Greta

Julia Dixon Evans

26.10.16

We’ve always woken before the sun, she and I. Until the morning the bed is empty when I wake up, Greta already on the back porch in her underwear. I watch her from the kitchen door, the way her arms flex to reach idly for her coffee. From here she looks fine.

“How long have you been out here?”

She startles. She doesn’t answer.

“Did you ever come to bed?”

She doesn’t answer. I don’t remember when we stopped talking to each other.

“There’s more coffee,” is all she says.

#

The next time the bed is empty when I wake up, Greta’s outside, splayed out naked on the back porch, trembling in her sleep. I want to pick her up, carry her inside like a husband is supposed to do, but I honestly don’t know how she’d react. The last time she voluntarily touched me was six weeks ago, a cool hand on my arm at a dinner party. I don’t remember the last time I saw her naked and I feel like I shouldn’t look at her for as long as I do. I’m so frustrated I feel like I could jerk off right now, standing above my sad, unconscious wife on the porch. I touch my dick through my underwear but I don’t get hard. I go back inside. I dress for work. I make breakfast for one. Coffee for one.

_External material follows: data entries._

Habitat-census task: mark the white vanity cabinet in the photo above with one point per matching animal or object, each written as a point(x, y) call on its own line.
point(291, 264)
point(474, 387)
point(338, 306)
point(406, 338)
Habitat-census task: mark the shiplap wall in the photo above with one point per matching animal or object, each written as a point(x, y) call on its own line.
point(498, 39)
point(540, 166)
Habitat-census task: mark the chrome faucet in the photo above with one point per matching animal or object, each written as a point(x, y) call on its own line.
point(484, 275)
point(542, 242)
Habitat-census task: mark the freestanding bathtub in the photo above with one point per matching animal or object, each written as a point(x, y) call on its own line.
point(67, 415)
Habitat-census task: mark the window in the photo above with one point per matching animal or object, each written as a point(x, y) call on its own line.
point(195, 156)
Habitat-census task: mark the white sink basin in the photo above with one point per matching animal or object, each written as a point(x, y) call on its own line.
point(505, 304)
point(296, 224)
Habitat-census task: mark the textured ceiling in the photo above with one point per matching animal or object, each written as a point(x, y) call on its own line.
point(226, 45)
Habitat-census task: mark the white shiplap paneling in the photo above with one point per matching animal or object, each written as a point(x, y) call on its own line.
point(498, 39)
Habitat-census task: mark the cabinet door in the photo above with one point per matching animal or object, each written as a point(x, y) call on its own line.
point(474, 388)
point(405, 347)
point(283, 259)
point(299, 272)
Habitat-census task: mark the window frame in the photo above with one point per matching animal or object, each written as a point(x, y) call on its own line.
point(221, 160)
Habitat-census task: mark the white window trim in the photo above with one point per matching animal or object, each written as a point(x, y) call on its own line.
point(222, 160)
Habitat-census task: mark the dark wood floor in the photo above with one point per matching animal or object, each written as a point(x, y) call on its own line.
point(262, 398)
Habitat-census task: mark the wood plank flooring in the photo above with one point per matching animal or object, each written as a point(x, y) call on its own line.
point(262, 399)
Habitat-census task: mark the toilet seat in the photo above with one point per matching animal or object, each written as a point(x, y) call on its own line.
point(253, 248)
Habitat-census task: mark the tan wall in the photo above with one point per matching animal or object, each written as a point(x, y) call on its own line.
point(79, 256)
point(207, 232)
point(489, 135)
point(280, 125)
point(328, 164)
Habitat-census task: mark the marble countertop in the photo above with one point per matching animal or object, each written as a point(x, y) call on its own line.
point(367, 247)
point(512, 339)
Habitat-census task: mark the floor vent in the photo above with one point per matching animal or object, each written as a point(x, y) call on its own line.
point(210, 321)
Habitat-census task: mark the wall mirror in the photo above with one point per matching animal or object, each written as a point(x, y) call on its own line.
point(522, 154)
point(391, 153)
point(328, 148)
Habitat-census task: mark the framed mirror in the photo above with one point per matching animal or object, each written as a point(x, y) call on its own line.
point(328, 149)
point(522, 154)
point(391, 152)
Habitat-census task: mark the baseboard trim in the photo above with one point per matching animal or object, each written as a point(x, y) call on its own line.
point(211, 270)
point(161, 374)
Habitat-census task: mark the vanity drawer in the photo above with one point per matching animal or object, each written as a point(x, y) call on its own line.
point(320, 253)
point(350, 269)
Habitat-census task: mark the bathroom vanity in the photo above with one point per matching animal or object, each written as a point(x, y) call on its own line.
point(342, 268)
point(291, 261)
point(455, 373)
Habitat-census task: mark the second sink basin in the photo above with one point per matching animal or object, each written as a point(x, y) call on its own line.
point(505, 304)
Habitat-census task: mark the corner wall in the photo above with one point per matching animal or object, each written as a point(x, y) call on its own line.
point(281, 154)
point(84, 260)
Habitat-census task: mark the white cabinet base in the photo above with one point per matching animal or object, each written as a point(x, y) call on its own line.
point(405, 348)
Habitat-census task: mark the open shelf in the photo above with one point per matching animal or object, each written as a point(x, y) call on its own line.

I don’t even bring her a blanket.

#

I start sleeping with my friend Hira the following week. She’s so vibrant, so into me. We make eye contact when we talk, when we clink glasses, when we fuck. I wonder how long it would take until Hira doesn’t talk or touch me. I wonder how long until Hira lies naked on the back porch the entire night.

“Spend the night,” she says one night after months of this. “Find a way.”

I don’t look at her face and I realize I’m the one who’ll start this. I’m the one who won’t look at her. I’m the one who won’t speak to her.

“I can’t,” I say.

#

I tell Greta everything and she looks away.

“I know,” she says. “I don’t know what to say.”

“I just—” I start, but I realize I’m about to blame her. “—I’m sorry.”

“It’s okay,” she says. “It’s okay. I love you,” she says in the way we say it to each other every day without touching, without love.

#

The next morning I’ll wake before the sun and I’ll look to my side and maybe she’ll be there and if she’s not she’ll be on the porch and it’s like a game now.